The number of possible locations of a seed in the reference genome is affected by two key factors: the seed length and the seed type. The estimated number of such locations is extremely large for short seeds and can reach tens of thousands for the human genome. The high frequency of short seeds is due to the repetitive nature of most genomes, which creates a high probability of finding the same short seed frequently in a long string of only four DNA letters. A large number of possible locations for short seeds imposes a significant computational burden on read alignment algorithms [148, 149]. Only a few read alignment algorithms examine all the seed locations reported in the location list [102]. Most of the read alignment algorithms apply heuristic devices to avoid examining all the locations of the seed in the reference genome (Fig. 1d, Supplementary Note 4).

Longer seed lengths can help reduce both the number of possible locations of a seed in the reference genome and the number of chosen seeds from each read.

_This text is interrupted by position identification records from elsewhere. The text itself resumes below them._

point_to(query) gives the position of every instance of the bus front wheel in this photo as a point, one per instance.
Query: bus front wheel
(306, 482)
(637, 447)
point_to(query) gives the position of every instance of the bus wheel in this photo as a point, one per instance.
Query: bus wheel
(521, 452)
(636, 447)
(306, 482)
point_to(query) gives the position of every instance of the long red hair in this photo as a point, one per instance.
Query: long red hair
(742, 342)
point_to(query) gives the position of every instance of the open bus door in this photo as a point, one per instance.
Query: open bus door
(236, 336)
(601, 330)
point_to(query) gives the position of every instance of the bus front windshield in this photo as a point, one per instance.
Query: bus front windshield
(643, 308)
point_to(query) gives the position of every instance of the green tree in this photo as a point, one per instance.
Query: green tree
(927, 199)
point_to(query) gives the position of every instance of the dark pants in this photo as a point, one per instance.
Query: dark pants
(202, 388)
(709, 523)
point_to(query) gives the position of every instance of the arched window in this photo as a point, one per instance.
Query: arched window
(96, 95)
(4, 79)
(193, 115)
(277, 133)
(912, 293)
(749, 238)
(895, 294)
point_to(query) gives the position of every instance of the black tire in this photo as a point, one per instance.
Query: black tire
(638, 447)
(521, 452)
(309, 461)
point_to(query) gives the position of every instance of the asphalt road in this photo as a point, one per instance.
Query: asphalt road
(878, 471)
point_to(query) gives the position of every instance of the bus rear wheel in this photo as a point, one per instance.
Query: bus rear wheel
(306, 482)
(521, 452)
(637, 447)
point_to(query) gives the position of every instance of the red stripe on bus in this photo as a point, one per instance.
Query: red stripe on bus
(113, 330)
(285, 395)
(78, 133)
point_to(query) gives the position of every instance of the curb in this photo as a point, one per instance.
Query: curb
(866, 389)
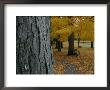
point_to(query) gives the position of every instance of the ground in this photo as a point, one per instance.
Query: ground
(82, 64)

These benefits come at the cost of a possible reduction in alignment sensitivity, especially in cases where the mismatches between the read and the genome are located within the seed sequence. To enable increasing the seed length without reducing the alignment sensitivity, seeds can be generated as spaced seeds (Supplementary Note 4 ) [34,35,36,37, 139].

The majority of the surveyed alignment algorithms use seeds of fixed length at run time. Some algorithms generate seeds of various lengths [83, 108, 150] in order to reduce the hit frequencies while tolerating mismatches. Varying the seed length or using different types of seed during the same run is often referred to as hybrid seeding [108] and was used by 20 of the 107 surveyed alignment algorithms. The first tool to use variable-length seeds was GMAP [41]. Hybrid seeding with a hash-based index would require the creation of multiple hash tables of the same genome and would require extra computational resources. As a result, the vast majority of tools that use variable-length seeds use a suffix tree indexing technique (BWT-FM or other).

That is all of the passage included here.